A close look at video of Bowe's release+ READ ARTICLE
Sure, it’s grainy, with the narrator speaking a foreign language. But the video released by the Taliban on Wednesday is more revealing than anything the Pentagon has said about the late-Saturday afternoon rendezvous deep in a Khost valley where Army Sergeant Bowe Bergdahl began his long ride home.
The cinéma vérité puts us on the ground inside a remote corner of Afghanistan. We’re sharing the (edited) view of the cameraman and the 17 other Taliban insurgents who gathered to meet the modified UH-60 Black Hawk chopper that touched down in eastern Khost province to begin Bergdahl’s long trip home after nearly five years in Taliban captivity:
—Bergdahl is sitting in the right rear seat of a pickup truck. His posture is unusual; his hands may be bound in some way underneath his thighs.
—He appears dazed at best, terrified at worst. At a minimum, he seems plainly out of it. He listens as a masked captor, leans into the vehicle. “Don’t come back to Afghanistan,” the armed man says in Pashto. “You won’t make it out alive next time.”
—Bergdahl, wearing traditional Afghan garb under a striped white shawl, is pale and gaunt, as if he’s been inside for years. He’s blinking incessantly, as if he hasn’t seen bright light for a long time, either.
—A Taliban flies a white flag, like that flown by the Taliban government during its five years in power, on what appears to be a freshly-cut branch.
—Bergdahl wipes dust, or a tear, from his left eye, just before the Taliban speaking to him taps him softly three times on his right shoulder.
—One Taliban is armed with what appears to be a radio, apparently keeping superiors informed of what’s happening on the ground.
—A Black Hawk helicopter appears overhead.
—Bergdahl stands outside the vehicle with one of his captors.

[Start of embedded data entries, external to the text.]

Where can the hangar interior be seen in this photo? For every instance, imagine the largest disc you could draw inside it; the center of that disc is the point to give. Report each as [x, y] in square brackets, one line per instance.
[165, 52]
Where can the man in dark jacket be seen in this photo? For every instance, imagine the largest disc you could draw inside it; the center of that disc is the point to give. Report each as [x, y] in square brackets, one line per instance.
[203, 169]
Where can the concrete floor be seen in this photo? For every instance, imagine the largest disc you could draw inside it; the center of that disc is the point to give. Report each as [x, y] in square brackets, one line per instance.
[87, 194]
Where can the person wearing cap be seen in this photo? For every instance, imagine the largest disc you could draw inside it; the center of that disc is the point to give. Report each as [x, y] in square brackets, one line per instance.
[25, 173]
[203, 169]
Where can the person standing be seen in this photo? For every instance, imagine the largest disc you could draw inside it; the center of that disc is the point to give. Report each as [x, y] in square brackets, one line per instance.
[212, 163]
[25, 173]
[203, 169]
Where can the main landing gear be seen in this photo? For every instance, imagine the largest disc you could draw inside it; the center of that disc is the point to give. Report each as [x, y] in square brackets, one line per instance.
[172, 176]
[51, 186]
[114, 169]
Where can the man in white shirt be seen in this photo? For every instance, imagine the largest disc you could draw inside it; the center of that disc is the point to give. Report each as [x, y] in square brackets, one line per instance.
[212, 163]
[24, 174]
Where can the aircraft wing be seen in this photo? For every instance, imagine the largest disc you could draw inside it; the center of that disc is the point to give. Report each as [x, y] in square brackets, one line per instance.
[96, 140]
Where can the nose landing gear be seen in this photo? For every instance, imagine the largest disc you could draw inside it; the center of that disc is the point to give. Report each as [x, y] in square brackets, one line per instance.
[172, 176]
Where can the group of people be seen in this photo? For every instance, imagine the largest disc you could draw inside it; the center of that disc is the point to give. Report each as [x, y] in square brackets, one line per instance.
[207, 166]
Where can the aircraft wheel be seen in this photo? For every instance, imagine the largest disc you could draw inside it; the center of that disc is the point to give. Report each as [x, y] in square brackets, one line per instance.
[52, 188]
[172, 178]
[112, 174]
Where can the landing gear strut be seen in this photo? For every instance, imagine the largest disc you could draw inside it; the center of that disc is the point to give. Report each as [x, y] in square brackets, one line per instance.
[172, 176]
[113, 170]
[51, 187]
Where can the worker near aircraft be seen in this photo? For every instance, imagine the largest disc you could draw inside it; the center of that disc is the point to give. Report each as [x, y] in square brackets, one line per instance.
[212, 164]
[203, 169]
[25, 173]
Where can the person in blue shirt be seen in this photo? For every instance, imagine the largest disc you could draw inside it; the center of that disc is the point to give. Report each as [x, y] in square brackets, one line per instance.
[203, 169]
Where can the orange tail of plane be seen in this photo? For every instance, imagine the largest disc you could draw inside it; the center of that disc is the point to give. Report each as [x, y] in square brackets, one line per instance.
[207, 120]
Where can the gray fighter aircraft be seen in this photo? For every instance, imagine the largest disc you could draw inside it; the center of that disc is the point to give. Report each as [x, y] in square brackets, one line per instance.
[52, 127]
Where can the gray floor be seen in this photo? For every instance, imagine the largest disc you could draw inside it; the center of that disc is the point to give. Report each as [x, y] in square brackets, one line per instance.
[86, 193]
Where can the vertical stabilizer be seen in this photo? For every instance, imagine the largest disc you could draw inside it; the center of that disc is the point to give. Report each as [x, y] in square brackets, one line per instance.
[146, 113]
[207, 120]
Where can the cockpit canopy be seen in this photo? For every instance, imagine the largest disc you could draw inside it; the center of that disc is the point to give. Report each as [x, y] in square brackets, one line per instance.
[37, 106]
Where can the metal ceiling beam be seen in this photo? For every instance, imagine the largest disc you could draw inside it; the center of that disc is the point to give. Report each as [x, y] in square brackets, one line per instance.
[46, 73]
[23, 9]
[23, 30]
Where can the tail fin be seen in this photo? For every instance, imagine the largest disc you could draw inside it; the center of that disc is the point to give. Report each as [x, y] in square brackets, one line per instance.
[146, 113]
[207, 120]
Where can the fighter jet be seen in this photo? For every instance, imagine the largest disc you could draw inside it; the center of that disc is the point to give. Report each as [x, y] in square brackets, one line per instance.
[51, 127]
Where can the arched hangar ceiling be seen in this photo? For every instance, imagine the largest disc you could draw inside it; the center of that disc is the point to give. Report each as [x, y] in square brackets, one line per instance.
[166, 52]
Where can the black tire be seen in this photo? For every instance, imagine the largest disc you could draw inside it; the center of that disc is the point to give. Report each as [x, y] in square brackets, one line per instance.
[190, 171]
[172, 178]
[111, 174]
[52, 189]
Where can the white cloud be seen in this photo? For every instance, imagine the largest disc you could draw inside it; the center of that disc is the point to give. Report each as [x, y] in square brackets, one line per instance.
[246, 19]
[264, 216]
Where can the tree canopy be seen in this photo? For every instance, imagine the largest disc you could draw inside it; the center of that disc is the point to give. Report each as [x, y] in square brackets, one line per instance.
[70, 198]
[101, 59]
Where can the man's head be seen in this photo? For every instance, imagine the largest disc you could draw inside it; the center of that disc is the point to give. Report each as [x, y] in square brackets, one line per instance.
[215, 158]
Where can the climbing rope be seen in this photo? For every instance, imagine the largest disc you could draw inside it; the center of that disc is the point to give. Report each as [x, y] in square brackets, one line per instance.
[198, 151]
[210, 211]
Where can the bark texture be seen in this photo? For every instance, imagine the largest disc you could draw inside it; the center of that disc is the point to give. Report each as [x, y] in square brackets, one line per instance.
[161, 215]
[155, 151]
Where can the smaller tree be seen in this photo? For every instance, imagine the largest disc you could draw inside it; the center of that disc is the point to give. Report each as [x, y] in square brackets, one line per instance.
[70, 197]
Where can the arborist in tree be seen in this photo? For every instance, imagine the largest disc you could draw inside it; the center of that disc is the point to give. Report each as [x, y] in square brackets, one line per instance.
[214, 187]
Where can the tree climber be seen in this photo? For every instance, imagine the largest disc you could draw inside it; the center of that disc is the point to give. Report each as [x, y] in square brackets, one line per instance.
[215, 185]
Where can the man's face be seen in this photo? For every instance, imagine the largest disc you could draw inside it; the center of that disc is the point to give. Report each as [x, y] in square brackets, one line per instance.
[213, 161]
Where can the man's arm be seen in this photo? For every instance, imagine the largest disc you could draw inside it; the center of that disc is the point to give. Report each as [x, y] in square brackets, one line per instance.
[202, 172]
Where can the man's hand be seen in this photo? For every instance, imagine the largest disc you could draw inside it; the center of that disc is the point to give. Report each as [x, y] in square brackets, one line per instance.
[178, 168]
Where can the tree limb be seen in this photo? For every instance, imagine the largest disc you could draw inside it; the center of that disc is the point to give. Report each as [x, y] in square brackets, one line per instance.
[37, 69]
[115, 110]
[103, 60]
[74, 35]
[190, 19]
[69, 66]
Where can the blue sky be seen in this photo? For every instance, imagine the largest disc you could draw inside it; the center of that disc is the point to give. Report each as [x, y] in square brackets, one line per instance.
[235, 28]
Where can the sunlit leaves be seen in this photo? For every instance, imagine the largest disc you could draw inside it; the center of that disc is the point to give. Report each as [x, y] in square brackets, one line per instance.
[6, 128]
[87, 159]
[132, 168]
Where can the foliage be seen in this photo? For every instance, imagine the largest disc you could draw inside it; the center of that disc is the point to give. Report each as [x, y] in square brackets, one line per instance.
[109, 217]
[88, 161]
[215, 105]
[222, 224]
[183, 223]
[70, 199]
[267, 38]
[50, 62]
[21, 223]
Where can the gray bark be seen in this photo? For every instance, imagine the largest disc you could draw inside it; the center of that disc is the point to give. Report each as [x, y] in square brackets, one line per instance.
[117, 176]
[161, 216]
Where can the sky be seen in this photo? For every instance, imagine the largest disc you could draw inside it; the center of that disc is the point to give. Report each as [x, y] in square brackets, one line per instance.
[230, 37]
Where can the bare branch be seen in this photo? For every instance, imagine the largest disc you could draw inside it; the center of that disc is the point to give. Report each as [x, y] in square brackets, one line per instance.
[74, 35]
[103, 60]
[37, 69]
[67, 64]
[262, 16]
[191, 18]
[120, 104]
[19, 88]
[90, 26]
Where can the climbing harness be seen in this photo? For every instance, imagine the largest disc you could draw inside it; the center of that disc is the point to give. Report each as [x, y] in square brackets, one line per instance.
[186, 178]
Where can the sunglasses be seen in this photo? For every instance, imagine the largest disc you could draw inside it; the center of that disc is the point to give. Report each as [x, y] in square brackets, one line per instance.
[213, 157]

His eyes seem to follow the descent of the approaching chopper.
—Bergdahl and a pair of Taliban meet with three U.S. personnel, in civilian clothing.
—As Bergdahl is led to the helicopter, his gait appears unsteady. That could be because he had been shackled for much of the time, including while he slept, following a reported escape attempt. A fellow American holds him by the left arm, helping to ease him over the rough terrain.
—The U.S. troops wave goodbye to the Taliban. The Taliban wave back. Bergdahl doesn’t look back, and doesn’t wave. His head’s bearing suggests his eyes are focused on the helicopter in front of him.
—U.S. troops pat down Bergdahl before they let him into their helicopter, filled with troops in uniform. That’s simple due diligence. Bergdahl could have been carrying a weapon, or drugged and booby-trapped by his captors.
Any high-risk, high-profile military operation such as this one is an iceberg, where cameras can capture only a small piece of what’s there. Lurking overhead are more helicopters crammed with additional troops if the first chopper ran into any kind of trouble—mechanical or otherwise.
“They took every possible precaution we could take,” Defense Secretary Chuck Hagel said following the pickup, “through intelligence, surveillance, reconnaissance, through having enough of our assets positioned in the right locations having enough helicopters, doing everything we possibly could do to anticipate any violence or anything going in a different direction.”
Most critical, of course, were the anonymous Special Operations troop on board Black Hawk #41 that touched down for a minute deep inside Taliban-controlled territory: the pair of pilots that kept it flying, the crew chief that kept it humming, and the soldiers who escorted Bergdahl across their helicopter threshold bound for home.